Аглая Владиславовна открыла было рот, чтобы спросить еще о чем-то, но Нина Васильевна извинилась и вышла из комнаты. Когда она вернулась, то увидела мечтательный взгляд учительницы, обращенный в окно. У нее, видно, только о Лермонтове и болит голова, подумала Гурьянова. Однако, какая гордая посадка головы! В «литераторше» чувствовалась «порода».

– Сочинение на пять с плюсом! Да еще собственное стихотворение: «С радостью и грустью ждем приход весны, а она промчится, словно всплеск волны, белою сиренью всё посеребрит и, как в море чайка, снова улетит». Чувствуете теплую грусть? Подражательно, конечно, демонизма нет, но есть чувство.

– Это у него от отца, – вырвалось у Нины Васильевны.

Аглая Владиславовна посмотрела на автопортрет Гурьянова. О похождениях художника говорили даже девочки в туалете, но учительница никак не предполагала, что Нина Васильевна вдруг сама заикнется о них. Ей стало немного жаль эту славную, но простоватую женщину.

– Я, Нина Васильевна, очень благодарна Ираклию Андронникову за цикл передач о Лермонтове. Жаль только, в его красноречии Лермонтов теряется, как парус в тумане. Правда, красиво: «Белеет парус одинокий в тумане моря голубом!..»

– Вы, наверное, многое знаете наизусть?

– Многое? Я все знаю наизусть.

Нина Васильевна пересилила минутное раздражение оттого, что у нее вырвалась эта фраза о муже, и она спросила:

– Неужели все? А как вы увлеклись им? Я имею в виду Лермонтова.

– Лермонтов ворвался в мою душу, когда мне было три года. Я очень хорошо помню тот день, – у Аглаи Владиславовны мечтательно заблестели глаза. (Ну, теперь надолго, подумала Гурьянова). – Папа позвал меня. Положил мне на плечи свои руки, поправил бантик, вот здесь… Поцеловал в лоб, а потом усадил к себе на колени и взял в руки «взрослую» книгу. Развернул ее, там был портрет… Мои глазенки, которые ничего еще не видели в жизни, уперлись в глаза, которые, казалось, видели в жизни уже всё. Мне почудились в них слезы. Я испугалась, что слезы хлынут и размоют портрет. И в то же время я была почему-то уверена (это в три-то года!), что слезы никогда не хлынут из этих глаз. Глаза, как плотина, удерживали непонятную мне грозную стихию. Эти глаза всю жизнь преследуют меня. Мне кажется порой, что я их еще раньше видела…

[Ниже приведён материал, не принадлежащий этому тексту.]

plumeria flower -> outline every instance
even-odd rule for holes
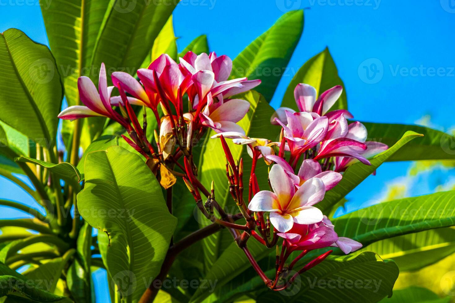
[[[324,183],[325,191],[330,190],[341,180],[342,176],[339,173],[332,170],[322,171],[321,165],[313,159],[304,160],[297,175],[294,174],[294,170],[284,159],[275,155],[266,156],[269,161],[273,161],[280,166],[288,176],[292,179],[294,184],[298,188],[305,182],[312,178],[318,178]]]
[[[294,224],[287,232],[277,234],[284,238],[284,245],[288,252],[322,248],[338,240],[338,235],[333,229],[326,226],[313,228],[315,225]]]
[[[232,60],[223,55],[217,57],[202,53],[197,55],[188,52],[179,58],[181,69],[192,75],[200,100],[210,91],[212,97],[221,94],[223,98],[247,91],[259,85],[260,80],[248,81],[246,78],[228,80],[232,70]]]
[[[364,143],[366,146],[366,149],[360,151],[359,153],[363,158],[370,159],[384,150],[386,150],[389,148],[389,146],[384,143],[375,141],[366,142],[367,136],[367,129],[365,126],[360,122],[355,122],[351,123],[349,125],[348,128],[349,130],[346,134],[346,137]],[[343,156],[336,157],[334,160],[335,170],[337,172],[342,172],[346,170],[348,167],[359,162],[359,160],[356,158]]]
[[[270,212],[270,222],[282,233],[291,229],[294,222],[308,224],[322,220],[322,213],[313,206],[322,200],[325,194],[321,179],[312,178],[296,191],[292,180],[279,165],[272,166],[268,177],[273,192],[257,193],[248,205],[250,210]]]
[[[213,135],[210,138],[214,139],[219,138],[222,135],[225,138],[232,139],[232,142],[235,144],[240,145],[247,144],[247,151],[250,157],[253,158],[253,149],[255,149],[258,150],[260,154],[258,158],[265,157],[266,159],[268,159],[267,156],[272,155],[273,154],[273,149],[272,146],[276,144],[275,142],[272,142],[270,140],[259,138],[250,138],[248,137],[243,133],[238,133],[237,132],[226,132],[220,133],[217,134]],[[281,159],[281,158],[280,158]],[[270,163],[270,161],[268,161]]]
[[[317,226],[317,228],[321,228],[323,227],[328,227],[332,230],[334,230],[335,226],[332,224],[330,220],[327,218],[327,216],[324,216],[324,219],[319,223],[314,224]],[[345,237],[339,237],[338,239],[333,244],[330,245],[334,247],[339,247],[341,250],[346,254],[349,253],[354,252],[357,249],[361,248],[362,245],[360,242],[358,242],[355,240]]]
[[[231,99],[213,102],[212,93],[207,95],[207,103],[199,114],[202,125],[217,133],[236,132],[245,134],[237,122],[241,120],[250,108],[250,103],[241,99]]]
[[[104,116],[116,120],[121,117],[112,109],[111,94],[113,86],[107,86],[106,69],[102,63],[100,70],[98,90],[88,77],[82,76],[77,79],[77,88],[81,100],[85,105],[73,105],[63,109],[58,115],[61,119],[74,120],[81,118]]]
[[[316,89],[309,84],[300,83],[298,84],[294,89],[294,98],[300,112],[315,113],[319,116],[323,116],[335,104],[342,92],[343,87],[341,85],[336,85],[326,90],[316,99]],[[286,111],[291,113],[295,111],[288,107],[278,108],[270,120],[272,124],[277,124],[275,118],[282,122],[286,121]]]
[[[287,141],[286,149],[296,155],[313,148],[325,137],[329,128],[326,117],[315,119],[309,113],[291,113],[286,111],[288,124],[285,125],[278,119],[275,120],[284,130]]]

– Когда? – Нину Васильевну неприятно задели подробности, которых не было в ее жизни.

– Тогда. В девятнадцатом столетии…

Нина Васильевна почувствовала себя неловко.

– Хотя в три года и Лермонтов плакал на коленях у матери от жалостной песни. Надо быть великой матерью, чтобы иметь такого сына… Папа стал глухим голосом нараспев читать: «Ночевала тучка золотая на груди утеса-великана; утром в путь она умчалась рано, по лазури весело играя…»

Нина Васильевна подлила гостье чаю. Она смущенно молчала, словно учительница приоткрыла ей свою душу больше, чем того требовали приличия. Но надо отдать должное Аглае Владиславовне, у нее это получилось очень естественно, без надрыва. Если бы я стала рассказывать первому встречному о себе, у меня получилось бы это со слезами и с желчью, подумала Гурьянова.

Аглая Владиславовна, почувствовав настроение Нины Васильевны, спросила:

– Вас ничто не смущает в моем рассказе?.. Я представила себя золотой тучкой на груди у папы-великана, прижалась к отцу и, хорошо помню, взволнованно, по-детски взволнованно, как-то нарочито судорожно, вздохнула. Папа посмотрел на меня, улыбнулся. Я не видела его лица, а улыбку почувствовала. Она как-то согрела мне голову. Вот тут… «Но остался след в морщине старого утеса, – продолжал читать папа. – Одиноко он стоит, задумался глубоко, и тихонько плачет он в пустыне…»

Нина Васильевна внимательно слушала учительницу. Она отвлеклась от собственных мыслей.

– Леша так похож на вас, Нина Васильевна. Николай Федорович немного другой, – Аглая Владиславовна кивнула на портрет. Истинный красавец, подумала она. Интересно, в жизни он такой же?

Нине Васильевне стало страшно тоскливо. Она с ужасом поняла, что с нею творится неладное. Только бы сдержать себя, стиснула она зубы.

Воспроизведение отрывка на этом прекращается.